Dismiss Notice
Join Physics Forums Today!
The friendliest, high quality science and math community on the planet! Everyone who loves science is here!

Testing for Linear Relation:r^2 vs H_0: slope =0

  1. Feb 7, 2016 #1


    User Avatar
    Science Advisor
    Gold Member

    Hi All,
    I am trying to understand better the tests used to determine the existence of a linear relation between
    two variables X,Y. AFAIK, one way of testing the strength of any linear relationship is by computing
    ##r^2##, where ##r## is the correlation coefficient; this measures the extend to which X determines Y, i.e., the extend to which the value of X contributes to the value of Y.

    But then there is a second test, and I am confused as to how it relates to the one above. In this other tst, we do a hypothesis test for the slope of the regression line ## y=mx+b ## , with ## H_0: m=0, H_A: m \neq 0 ##. Are both these tests necessary, or is one used to corroborate the other? Are there situations where one test is preferable to the other?
  2. jcsd
  3. Feb 7, 2016 #2
    r^2 is monotonic with the p value if the number of degrees of freedom are constant.

    If r^2 is constant, the p value gets closer and closer to zero (more significant) as the number of degrees of freedom are increased.
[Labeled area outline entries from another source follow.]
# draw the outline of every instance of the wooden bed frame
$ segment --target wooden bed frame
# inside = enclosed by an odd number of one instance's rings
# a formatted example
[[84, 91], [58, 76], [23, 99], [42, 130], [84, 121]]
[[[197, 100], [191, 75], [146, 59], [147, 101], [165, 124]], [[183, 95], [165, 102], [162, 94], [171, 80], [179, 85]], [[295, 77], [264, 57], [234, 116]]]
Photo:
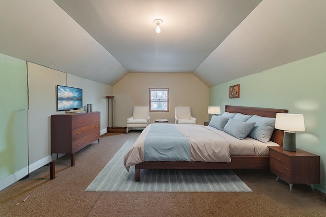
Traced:
[[[240, 112], [243, 114], [256, 114], [264, 117], [275, 117], [277, 113], [288, 113], [286, 109], [256, 108], [235, 106], [225, 106], [225, 111], [230, 113]], [[270, 140], [283, 146], [284, 132], [275, 129]], [[135, 179], [141, 180], [141, 169], [268, 169], [269, 156], [231, 156], [231, 162], [203, 162], [199, 161], [168, 162], [148, 161], [135, 165]]]

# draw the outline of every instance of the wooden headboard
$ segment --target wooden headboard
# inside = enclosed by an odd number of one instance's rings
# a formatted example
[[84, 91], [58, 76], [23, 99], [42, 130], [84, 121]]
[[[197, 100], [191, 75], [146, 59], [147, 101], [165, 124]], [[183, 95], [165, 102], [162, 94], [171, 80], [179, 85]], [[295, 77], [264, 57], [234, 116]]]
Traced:
[[[287, 109], [274, 109], [267, 108], [256, 108], [236, 106], [225, 106], [225, 111], [230, 113], [241, 113], [248, 115], [261, 116], [267, 117], [276, 117], [277, 113], [289, 113]], [[270, 138], [270, 141], [278, 143], [280, 146], [283, 145], [284, 132], [283, 131], [274, 129], [273, 134]]]

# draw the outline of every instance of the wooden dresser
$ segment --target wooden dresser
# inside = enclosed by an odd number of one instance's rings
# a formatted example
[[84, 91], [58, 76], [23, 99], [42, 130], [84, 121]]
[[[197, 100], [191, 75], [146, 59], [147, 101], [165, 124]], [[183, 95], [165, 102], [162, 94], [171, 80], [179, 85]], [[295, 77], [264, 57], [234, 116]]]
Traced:
[[71, 154], [98, 140], [100, 136], [100, 113], [67, 113], [51, 115], [51, 153]]

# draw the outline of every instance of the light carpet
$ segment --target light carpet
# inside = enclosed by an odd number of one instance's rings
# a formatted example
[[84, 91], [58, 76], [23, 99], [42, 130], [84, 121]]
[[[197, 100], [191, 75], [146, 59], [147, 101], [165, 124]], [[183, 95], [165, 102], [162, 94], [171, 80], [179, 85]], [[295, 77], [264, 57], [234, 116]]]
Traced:
[[123, 158], [133, 144], [121, 147], [85, 191], [90, 192], [252, 192], [230, 170], [141, 170], [141, 181], [134, 180], [134, 168], [129, 172]]

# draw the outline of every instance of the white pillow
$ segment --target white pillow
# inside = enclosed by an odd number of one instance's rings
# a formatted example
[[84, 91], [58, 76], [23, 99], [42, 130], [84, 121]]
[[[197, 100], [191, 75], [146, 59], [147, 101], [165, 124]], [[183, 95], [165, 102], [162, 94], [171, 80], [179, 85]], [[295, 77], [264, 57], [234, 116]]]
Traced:
[[229, 118], [222, 116], [213, 115], [209, 121], [209, 126], [212, 127], [218, 130], [223, 130], [224, 126], [229, 120]]

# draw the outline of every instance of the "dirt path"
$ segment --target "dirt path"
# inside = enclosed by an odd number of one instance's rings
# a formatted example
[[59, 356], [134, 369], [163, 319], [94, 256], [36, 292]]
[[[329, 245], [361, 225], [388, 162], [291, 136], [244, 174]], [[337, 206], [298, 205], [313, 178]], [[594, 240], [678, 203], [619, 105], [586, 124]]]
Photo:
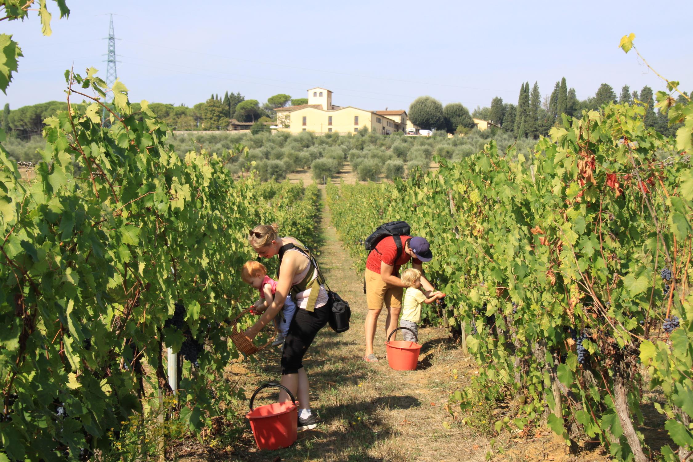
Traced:
[[[291, 447], [270, 452], [258, 451], [247, 431], [235, 447], [236, 460], [484, 460], [488, 441], [455, 425], [446, 407], [450, 393], [473, 373], [472, 362], [464, 357], [446, 330], [427, 328], [421, 330], [423, 346], [416, 371], [394, 371], [386, 360], [365, 362], [362, 283], [338, 240], [328, 210], [324, 212], [322, 228], [325, 244], [319, 261], [331, 287], [349, 302], [352, 317], [346, 332], [322, 329], [304, 360], [311, 407], [321, 423], [299, 433]], [[385, 355], [385, 316], [381, 313], [376, 337], [380, 357]], [[276, 381], [280, 375], [279, 352], [262, 353], [254, 364], [236, 365], [238, 372], [247, 368], [239, 384], [249, 395], [258, 384]]]

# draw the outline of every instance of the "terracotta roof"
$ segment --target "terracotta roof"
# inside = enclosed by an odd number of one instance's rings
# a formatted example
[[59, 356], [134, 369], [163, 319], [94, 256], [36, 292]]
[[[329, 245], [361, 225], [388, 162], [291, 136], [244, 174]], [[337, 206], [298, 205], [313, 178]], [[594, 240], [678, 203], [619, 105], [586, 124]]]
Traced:
[[275, 111], [297, 111], [299, 109], [306, 107], [315, 107], [315, 109], [322, 109], [322, 105], [299, 105], [298, 106], [287, 106], [286, 107], [277, 107]]

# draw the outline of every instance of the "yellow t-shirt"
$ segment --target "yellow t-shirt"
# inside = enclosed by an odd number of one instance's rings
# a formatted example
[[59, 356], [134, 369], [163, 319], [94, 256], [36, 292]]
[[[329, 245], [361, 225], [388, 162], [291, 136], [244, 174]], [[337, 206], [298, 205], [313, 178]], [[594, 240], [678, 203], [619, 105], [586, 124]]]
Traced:
[[418, 323], [421, 320], [421, 303], [426, 296], [419, 289], [407, 287], [402, 300], [402, 319]]

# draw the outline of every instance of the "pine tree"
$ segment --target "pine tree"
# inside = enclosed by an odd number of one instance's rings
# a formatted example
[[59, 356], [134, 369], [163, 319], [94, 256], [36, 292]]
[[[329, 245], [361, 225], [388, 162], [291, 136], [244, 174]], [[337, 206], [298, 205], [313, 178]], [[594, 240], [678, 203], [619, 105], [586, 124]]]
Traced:
[[608, 104], [616, 100], [616, 93], [611, 88], [611, 85], [603, 83], [599, 85], [595, 95], [595, 104], [597, 107], [602, 107], [604, 105]]
[[2, 110], [2, 129], [5, 130], [6, 134], [9, 134], [10, 130], [10, 103], [6, 103], [5, 107]]
[[528, 114], [527, 133], [534, 139], [539, 138], [541, 133], [539, 123], [539, 109], [541, 108], [541, 94], [539, 93], [539, 84], [534, 82], [532, 87], [532, 94], [529, 96], [529, 110]]
[[631, 99], [631, 89], [628, 85], [624, 85], [621, 89], [621, 96], [618, 98], [618, 102], [622, 105], [633, 103]]
[[654, 98], [652, 97], [652, 89], [645, 85], [640, 90], [640, 101], [647, 105], [645, 107], [645, 127], [653, 127], [657, 124], [657, 114], [654, 112]]
[[[561, 86], [559, 87], [559, 98], [557, 103], [558, 116], [565, 112], [568, 109], [568, 85], [565, 84], [565, 78], [561, 79]], [[568, 114], [572, 115], [572, 114]]]

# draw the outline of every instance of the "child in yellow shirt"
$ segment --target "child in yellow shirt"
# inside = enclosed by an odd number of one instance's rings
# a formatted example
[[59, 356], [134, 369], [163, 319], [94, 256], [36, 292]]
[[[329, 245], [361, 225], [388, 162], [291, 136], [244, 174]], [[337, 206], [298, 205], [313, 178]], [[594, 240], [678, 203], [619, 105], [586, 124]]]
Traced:
[[399, 326], [405, 327], [414, 331], [403, 330], [405, 341], [416, 341], [419, 337], [419, 323], [421, 320], [421, 303], [430, 305], [438, 299], [442, 299], [445, 294], [441, 292], [421, 292], [421, 272], [414, 268], [407, 268], [402, 272], [400, 276], [402, 282], [407, 285], [402, 299], [402, 315], [399, 319]]

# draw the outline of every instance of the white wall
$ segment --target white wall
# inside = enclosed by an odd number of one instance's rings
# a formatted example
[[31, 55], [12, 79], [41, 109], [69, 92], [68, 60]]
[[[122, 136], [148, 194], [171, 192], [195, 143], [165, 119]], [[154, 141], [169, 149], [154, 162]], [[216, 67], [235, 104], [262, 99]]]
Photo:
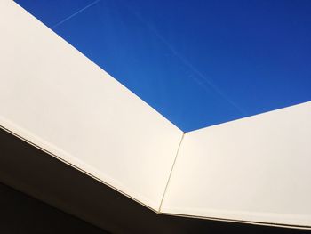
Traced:
[[10, 0], [0, 35], [1, 126], [158, 209], [182, 132]]
[[311, 226], [311, 102], [186, 133], [161, 212]]

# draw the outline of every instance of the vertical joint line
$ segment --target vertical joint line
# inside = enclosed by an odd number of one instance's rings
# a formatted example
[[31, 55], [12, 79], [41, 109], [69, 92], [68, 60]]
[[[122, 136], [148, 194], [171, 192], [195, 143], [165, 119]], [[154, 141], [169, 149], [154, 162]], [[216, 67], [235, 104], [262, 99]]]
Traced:
[[181, 147], [181, 143], [182, 143], [182, 141], [184, 140], [185, 134], [186, 134], [186, 133], [183, 133], [183, 134], [182, 134], [182, 136], [181, 136], [181, 139], [180, 139], [180, 141], [179, 141], [179, 147], [178, 147], [178, 149], [177, 149], [177, 152], [176, 152], [176, 155], [175, 155], [174, 162], [172, 163], [172, 165], [171, 165], [171, 172], [170, 172], [170, 175], [169, 175], [169, 178], [168, 178], [167, 182], [166, 182], [166, 185], [165, 185], [164, 192], [163, 192], [163, 195], [162, 196], [162, 199], [161, 199], [161, 203], [160, 203], [160, 207], [159, 207], [158, 213], [161, 213], [162, 205], [163, 205], [163, 203], [164, 197], [165, 197], [167, 189], [168, 189], [168, 187], [169, 187], [169, 183], [170, 183], [170, 181], [171, 181], [171, 174], [172, 174], [172, 171], [173, 171], [173, 169], [174, 169], [174, 166], [175, 166], [175, 164], [176, 164], [176, 161], [177, 161], [177, 157], [178, 157], [178, 155], [179, 155], [179, 149], [180, 149], [180, 147]]

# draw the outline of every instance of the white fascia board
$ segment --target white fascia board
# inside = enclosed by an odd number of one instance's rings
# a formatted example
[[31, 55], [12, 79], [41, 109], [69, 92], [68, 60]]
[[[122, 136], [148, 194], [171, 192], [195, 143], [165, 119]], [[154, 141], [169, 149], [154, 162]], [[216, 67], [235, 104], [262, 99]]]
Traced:
[[311, 226], [311, 102], [184, 136], [162, 213]]
[[183, 133], [13, 1], [0, 32], [0, 125], [158, 210]]
[[310, 102], [183, 134], [11, 0], [0, 32], [2, 128], [158, 213], [311, 227]]

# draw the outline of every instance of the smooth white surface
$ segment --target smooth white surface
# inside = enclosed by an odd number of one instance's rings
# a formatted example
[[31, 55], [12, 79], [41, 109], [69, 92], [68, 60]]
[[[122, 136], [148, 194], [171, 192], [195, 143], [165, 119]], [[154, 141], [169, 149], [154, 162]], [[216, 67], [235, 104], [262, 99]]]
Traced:
[[182, 132], [10, 0], [0, 125], [158, 209]]
[[161, 212], [311, 226], [311, 102], [186, 133]]

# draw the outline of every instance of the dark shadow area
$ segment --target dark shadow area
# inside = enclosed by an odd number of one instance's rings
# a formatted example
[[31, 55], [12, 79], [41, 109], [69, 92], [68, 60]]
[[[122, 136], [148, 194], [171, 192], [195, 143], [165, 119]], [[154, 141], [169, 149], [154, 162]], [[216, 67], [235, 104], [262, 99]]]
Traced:
[[108, 232], [0, 183], [0, 233]]
[[[157, 214], [2, 129], [0, 182], [112, 233], [309, 233]], [[105, 233], [65, 213], [0, 186], [0, 233]]]

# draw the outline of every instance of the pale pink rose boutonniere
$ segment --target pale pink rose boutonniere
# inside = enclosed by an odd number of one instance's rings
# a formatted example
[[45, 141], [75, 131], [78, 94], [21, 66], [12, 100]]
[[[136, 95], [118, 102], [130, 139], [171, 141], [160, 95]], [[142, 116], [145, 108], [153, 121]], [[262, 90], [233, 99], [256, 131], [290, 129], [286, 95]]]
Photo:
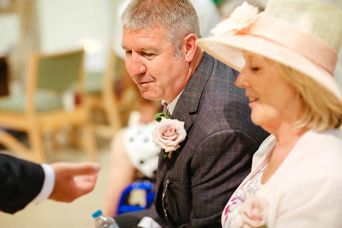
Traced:
[[210, 32], [214, 35], [214, 37], [226, 32], [232, 35], [238, 32], [245, 33], [248, 30], [249, 25], [262, 14], [259, 13], [258, 7], [244, 1], [235, 8], [229, 17], [218, 24]]
[[267, 228], [266, 225], [268, 202], [253, 195], [248, 195], [240, 205], [240, 214], [234, 219], [236, 228]]
[[[152, 134], [152, 140], [160, 149], [165, 149], [164, 159], [167, 156], [171, 158], [173, 151], [179, 148], [179, 144], [185, 139], [186, 132], [184, 129], [185, 122], [165, 118], [163, 113], [157, 113], [155, 116], [156, 120], [160, 121], [156, 130]], [[169, 117], [167, 115], [167, 117]]]

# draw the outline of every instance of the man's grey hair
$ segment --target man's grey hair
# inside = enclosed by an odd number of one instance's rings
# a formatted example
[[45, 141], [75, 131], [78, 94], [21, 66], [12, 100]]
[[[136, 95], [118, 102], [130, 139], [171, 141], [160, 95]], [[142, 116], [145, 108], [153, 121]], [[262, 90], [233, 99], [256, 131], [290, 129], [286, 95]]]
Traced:
[[174, 58], [182, 55], [181, 44], [190, 33], [199, 37], [198, 17], [188, 0], [132, 0], [121, 16], [123, 26], [132, 30], [160, 26], [173, 44]]

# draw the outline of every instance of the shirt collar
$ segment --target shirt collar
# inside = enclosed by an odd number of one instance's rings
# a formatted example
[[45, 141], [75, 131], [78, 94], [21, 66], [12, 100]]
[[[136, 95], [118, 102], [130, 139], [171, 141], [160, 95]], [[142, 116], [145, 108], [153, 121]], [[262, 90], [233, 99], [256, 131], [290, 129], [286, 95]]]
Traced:
[[182, 93], [183, 91], [184, 91], [184, 89], [185, 89], [184, 88], [183, 89], [183, 90], [176, 97], [176, 98], [173, 99], [170, 104], [168, 104], [168, 103], [166, 102], [166, 101], [165, 100], [163, 100], [161, 101], [161, 104], [164, 105], [164, 104], [167, 104], [168, 105], [168, 108], [169, 109], [169, 112], [170, 113], [170, 115], [172, 115], [172, 112], [173, 112], [173, 110], [174, 110], [175, 107], [176, 107], [176, 105], [177, 104], [177, 103], [178, 101], [178, 99], [179, 99], [180, 97], [181, 96], [181, 95], [182, 95]]

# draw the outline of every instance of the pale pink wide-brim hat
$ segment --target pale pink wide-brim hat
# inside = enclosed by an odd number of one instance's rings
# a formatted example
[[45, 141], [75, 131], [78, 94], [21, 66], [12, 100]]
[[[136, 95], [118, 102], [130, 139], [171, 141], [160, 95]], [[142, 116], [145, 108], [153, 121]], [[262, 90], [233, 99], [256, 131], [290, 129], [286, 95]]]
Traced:
[[238, 71], [245, 64], [242, 50], [272, 59], [311, 77], [342, 102], [333, 77], [342, 43], [342, 11], [314, 0], [269, 0], [257, 15], [253, 8], [244, 2], [197, 44]]

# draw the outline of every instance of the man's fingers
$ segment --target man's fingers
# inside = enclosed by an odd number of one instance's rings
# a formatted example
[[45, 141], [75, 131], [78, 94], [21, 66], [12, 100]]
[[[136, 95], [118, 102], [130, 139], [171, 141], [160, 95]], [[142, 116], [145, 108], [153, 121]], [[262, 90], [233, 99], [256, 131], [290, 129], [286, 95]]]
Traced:
[[101, 167], [96, 162], [82, 162], [70, 164], [69, 170], [74, 176], [87, 175], [97, 173]]
[[90, 192], [94, 189], [97, 177], [97, 174], [94, 174], [74, 180], [79, 196]]

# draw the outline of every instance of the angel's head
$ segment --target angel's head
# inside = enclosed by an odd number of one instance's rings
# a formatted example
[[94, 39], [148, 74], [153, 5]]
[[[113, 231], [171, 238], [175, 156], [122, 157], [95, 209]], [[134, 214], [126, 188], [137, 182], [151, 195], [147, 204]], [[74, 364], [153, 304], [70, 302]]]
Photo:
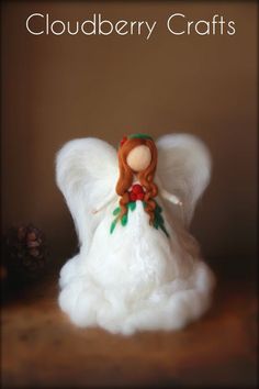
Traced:
[[119, 148], [120, 177], [116, 185], [116, 192], [121, 196], [121, 216], [126, 213], [126, 204], [130, 202], [128, 189], [136, 176], [145, 189], [145, 211], [149, 214], [150, 223], [154, 221], [156, 203], [153, 200], [158, 189], [154, 182], [157, 167], [157, 147], [153, 138], [144, 134], [125, 136]]

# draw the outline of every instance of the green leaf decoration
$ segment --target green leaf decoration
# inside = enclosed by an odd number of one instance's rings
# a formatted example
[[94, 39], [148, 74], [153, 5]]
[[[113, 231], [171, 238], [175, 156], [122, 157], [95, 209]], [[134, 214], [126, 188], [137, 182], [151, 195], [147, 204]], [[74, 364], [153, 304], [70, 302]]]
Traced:
[[127, 224], [127, 213], [122, 216], [121, 223], [123, 226], [125, 226]]
[[112, 212], [114, 216], [116, 216], [121, 212], [121, 207], [115, 208], [115, 210]]
[[128, 202], [127, 208], [130, 208], [131, 211], [134, 211], [136, 209], [136, 201]]

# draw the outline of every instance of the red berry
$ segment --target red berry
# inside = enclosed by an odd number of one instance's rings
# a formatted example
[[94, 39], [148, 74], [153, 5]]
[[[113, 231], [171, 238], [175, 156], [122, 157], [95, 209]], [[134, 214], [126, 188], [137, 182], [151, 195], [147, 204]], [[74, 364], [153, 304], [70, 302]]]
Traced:
[[145, 193], [138, 193], [137, 194], [137, 200], [144, 200]]
[[133, 192], [130, 192], [130, 200], [131, 201], [136, 201], [136, 199], [137, 199], [137, 196], [135, 193], [133, 193]]
[[133, 193], [136, 193], [136, 194], [144, 193], [143, 187], [139, 184], [133, 185], [132, 191], [133, 191]]

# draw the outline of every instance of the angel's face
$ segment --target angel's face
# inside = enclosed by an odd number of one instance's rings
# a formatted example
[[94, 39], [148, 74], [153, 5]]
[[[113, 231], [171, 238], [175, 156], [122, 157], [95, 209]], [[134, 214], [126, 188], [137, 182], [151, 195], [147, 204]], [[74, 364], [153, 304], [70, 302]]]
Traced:
[[136, 146], [128, 153], [126, 162], [132, 170], [136, 173], [143, 171], [151, 163], [151, 152], [145, 145]]

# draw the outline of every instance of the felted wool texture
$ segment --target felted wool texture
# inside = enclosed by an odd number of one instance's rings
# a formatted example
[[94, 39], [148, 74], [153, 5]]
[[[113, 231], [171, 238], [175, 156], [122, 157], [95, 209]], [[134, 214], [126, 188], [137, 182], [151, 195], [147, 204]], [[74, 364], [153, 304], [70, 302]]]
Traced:
[[[169, 142], [170, 141], [170, 142]], [[110, 234], [119, 203], [115, 149], [95, 138], [76, 140], [57, 156], [57, 184], [75, 220], [80, 252], [60, 273], [59, 305], [78, 326], [112, 333], [178, 330], [210, 307], [214, 276], [187, 231], [210, 180], [205, 146], [187, 134], [158, 140], [156, 184], [184, 203], [183, 211], [159, 196], [168, 238], [149, 225], [143, 203], [128, 211], [126, 226]], [[92, 210], [105, 204], [100, 212]]]

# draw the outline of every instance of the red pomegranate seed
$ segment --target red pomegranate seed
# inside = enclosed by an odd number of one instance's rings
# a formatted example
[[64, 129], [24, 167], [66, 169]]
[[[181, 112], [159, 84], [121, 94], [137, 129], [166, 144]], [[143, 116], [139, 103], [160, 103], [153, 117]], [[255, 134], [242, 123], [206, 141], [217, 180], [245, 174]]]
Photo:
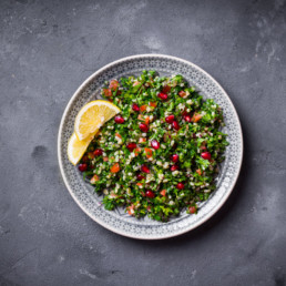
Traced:
[[151, 141], [151, 146], [155, 150], [160, 149], [160, 143], [156, 140]]
[[178, 155], [177, 155], [177, 154], [173, 154], [173, 155], [171, 156], [171, 160], [172, 160], [174, 163], [176, 163], [176, 162], [178, 161]]
[[141, 171], [142, 171], [143, 173], [150, 174], [150, 168], [149, 168], [146, 165], [142, 165], [142, 166], [141, 166]]
[[115, 121], [118, 124], [122, 124], [122, 123], [125, 122], [125, 120], [124, 120], [121, 115], [115, 116], [114, 121]]
[[159, 96], [161, 100], [167, 100], [166, 93], [160, 92], [160, 93], [157, 94], [157, 96]]
[[137, 181], [142, 181], [143, 178], [144, 178], [144, 176], [143, 175], [141, 175], [141, 174], [137, 174]]
[[173, 166], [171, 166], [171, 171], [172, 171], [172, 172], [174, 172], [174, 171], [176, 171], [176, 170], [178, 170], [178, 165], [173, 165]]
[[203, 152], [201, 154], [201, 157], [204, 159], [204, 160], [208, 160], [210, 161], [212, 159], [212, 155], [211, 155], [210, 152]]
[[191, 118], [190, 115], [185, 115], [185, 116], [184, 116], [184, 120], [185, 120], [186, 122], [191, 122], [191, 121], [192, 121], [192, 118]]
[[145, 195], [151, 198], [155, 197], [155, 194], [150, 190], [146, 191]]
[[166, 123], [168, 123], [168, 124], [172, 124], [174, 120], [175, 120], [175, 116], [174, 116], [174, 115], [168, 115], [168, 116], [165, 118], [165, 121], [166, 121]]
[[185, 186], [184, 186], [184, 184], [183, 183], [177, 183], [176, 184], [176, 188], [177, 190], [183, 190]]
[[140, 123], [139, 127], [144, 133], [146, 133], [149, 131], [149, 126], [144, 123]]
[[184, 98], [184, 96], [186, 95], [186, 92], [180, 91], [180, 92], [178, 92], [178, 95], [180, 95], [181, 98]]
[[94, 156], [101, 156], [102, 153], [103, 153], [102, 149], [95, 149], [93, 152]]
[[140, 112], [140, 108], [136, 103], [133, 103], [132, 104], [132, 109], [135, 111], [135, 112]]
[[86, 171], [86, 170], [88, 170], [88, 164], [80, 164], [80, 165], [79, 165], [79, 170], [80, 170], [81, 172]]
[[129, 143], [129, 144], [126, 145], [126, 147], [127, 147], [127, 150], [129, 150], [130, 152], [132, 152], [134, 149], [137, 147], [137, 145], [136, 145], [136, 143]]
[[190, 206], [188, 211], [191, 214], [195, 214], [196, 213], [196, 207], [195, 206]]
[[180, 125], [178, 125], [177, 121], [173, 121], [172, 125], [173, 125], [173, 129], [180, 130]]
    In addition to the r^2 and p values, I like to consider the uncertainty in the slope.
  4. Feb 7, 2016 #3


    User Avatar
    Science Advisor
    Gold Member

    Sorry for my ignorance here, but if r^2 is constant with respect to what?DO you mean after adjusting for the number of variables? And I guess the p-value is the one used in ##H_0##?
  5. Feb 7, 2016 #4
    Note the difference between the number of variables and the number of degrees of freedom. The number of degrees of freedom is the number of data points minus 2 for a linear least squares fit. Suppose you have a number of least squares fits that all return r^2 = 0.81. (r = -0.9 or 0.9)

    The p-value computed by most stats packages is related to the hypothesis that the slope is different from zero (two-tailed) or specifically greater than (or less than) zero (one tailed). In the case of 3 data points, the one tailed p-value is 0.144, and the two tailed p-value is 0.287. Neither are statistically significant at the p< 0.05 level. But increase to 4 data points, and the one tailed p-value is 0.05 (at the edge of significance), and the two tailed p-value is 0.10 (not significant). At 4 data points, the one tailed p-value is 0.0187 (significant) and the two tailed p-value is 0.037 (also significant). Increase to 10 data points and an r of 0.9 is signficant (both 1 and 2 tailed) at < 0.001. See: http://vassarstats.net/tabs_r.html

    A given r^2 value is more believable with more points.

    Some fitting packages (including gnuplot and SciDavis, which I use) will also report the uncertainty in the slope, m. From this, one can compute a z score assuming the mean slope should have been zero. A slope which is two uncertainties away from zero has only about a 2.3% probability of being attributable to random chance.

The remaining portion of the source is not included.